Thanks ladies, I had my Rituximab in may. But really thought it would of been better than this, there was a bit of an improvement, but I'm getting worse again. Getting me down a bit I must admit and now having trouble sleeping.
Just a thought Juju, are you taking MTX as well as the Rituximab? As far as I am aware it is recommended to be taking the 2 in conjunction. x
Yeah I'm on methotrexate too, but scared off it, cos last year had to come off of it cos my liver function wasn't right!
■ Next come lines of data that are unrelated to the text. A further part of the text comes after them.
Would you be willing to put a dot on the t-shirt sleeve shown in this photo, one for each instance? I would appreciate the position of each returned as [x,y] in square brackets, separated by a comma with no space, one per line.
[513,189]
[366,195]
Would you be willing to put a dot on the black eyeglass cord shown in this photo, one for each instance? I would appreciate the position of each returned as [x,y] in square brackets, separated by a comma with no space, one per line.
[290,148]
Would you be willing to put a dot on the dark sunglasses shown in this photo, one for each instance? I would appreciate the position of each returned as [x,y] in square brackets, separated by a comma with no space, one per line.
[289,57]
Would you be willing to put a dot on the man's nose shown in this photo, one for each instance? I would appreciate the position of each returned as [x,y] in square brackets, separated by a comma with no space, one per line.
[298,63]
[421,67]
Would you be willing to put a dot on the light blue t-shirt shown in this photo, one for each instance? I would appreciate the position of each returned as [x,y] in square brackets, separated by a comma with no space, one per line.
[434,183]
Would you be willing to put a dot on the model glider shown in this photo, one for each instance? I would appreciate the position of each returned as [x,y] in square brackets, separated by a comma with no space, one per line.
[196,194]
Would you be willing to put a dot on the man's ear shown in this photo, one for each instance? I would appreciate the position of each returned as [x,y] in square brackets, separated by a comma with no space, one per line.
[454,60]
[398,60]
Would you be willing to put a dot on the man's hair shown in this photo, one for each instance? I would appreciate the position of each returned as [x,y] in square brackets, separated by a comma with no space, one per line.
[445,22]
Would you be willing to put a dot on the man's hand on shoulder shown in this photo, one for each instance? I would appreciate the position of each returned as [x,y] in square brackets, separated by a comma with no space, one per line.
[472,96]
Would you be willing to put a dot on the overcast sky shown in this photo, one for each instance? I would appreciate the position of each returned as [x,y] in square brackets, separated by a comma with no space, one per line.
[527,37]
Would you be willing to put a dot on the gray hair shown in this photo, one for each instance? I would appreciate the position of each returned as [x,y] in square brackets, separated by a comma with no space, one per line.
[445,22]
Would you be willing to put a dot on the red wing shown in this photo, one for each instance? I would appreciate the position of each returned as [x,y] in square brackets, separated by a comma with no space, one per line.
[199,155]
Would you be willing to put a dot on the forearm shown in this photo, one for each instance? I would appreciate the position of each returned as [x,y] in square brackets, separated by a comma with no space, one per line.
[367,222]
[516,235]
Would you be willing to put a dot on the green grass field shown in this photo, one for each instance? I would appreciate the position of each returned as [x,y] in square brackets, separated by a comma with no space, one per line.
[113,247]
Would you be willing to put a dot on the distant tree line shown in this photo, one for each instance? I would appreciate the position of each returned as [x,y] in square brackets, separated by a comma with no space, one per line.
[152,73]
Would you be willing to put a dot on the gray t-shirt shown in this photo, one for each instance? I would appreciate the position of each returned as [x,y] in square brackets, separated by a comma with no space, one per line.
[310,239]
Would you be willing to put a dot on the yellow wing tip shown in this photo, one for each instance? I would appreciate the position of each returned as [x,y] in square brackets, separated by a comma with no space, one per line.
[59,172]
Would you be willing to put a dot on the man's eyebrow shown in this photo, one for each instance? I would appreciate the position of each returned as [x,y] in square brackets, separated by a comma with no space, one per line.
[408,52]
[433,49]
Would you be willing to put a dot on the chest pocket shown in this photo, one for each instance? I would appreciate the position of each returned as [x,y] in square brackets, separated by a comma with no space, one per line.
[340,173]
Hi Juju, have you had any blood tests since having the rituximab infusions? They show whether there is less inflammation than there was before the infusions. I only know that mine had gone down because I asked my rheumy nurse when I saw her in between the 2 cycles of rituximab.
I have heard that rituximab may take a while to work for some people, sometimes even into the second cycle so don't give up hope. Meanwhile are you taking any pain killers? (Tramadol or something codeine based? Speak to your GP / rheumy team for suggestions).
Like Millie they are considering trying me on tocilizumab next. Unfortunately trying is the word - the biologicals all act differently and all of us are different.
Speak to your rheumy team, my 2nd cycle was after 8 months but should have been after 6 months, just got forgotten I think.
Hi there Judi, no I haven't had any blood tests taken since having the Rituximab. I have heard other people in different parts of the country getting blood tests. Im in aberdeen. I am on cocodamol for pain relief. It takes the edge off things. Is the Tolicolizumab the one that can't be given if you have MS in your immediate family? My dad suffers from MS. Hopefully getting my next lot of Rutiximab early October instead of late November. Fingers crossed.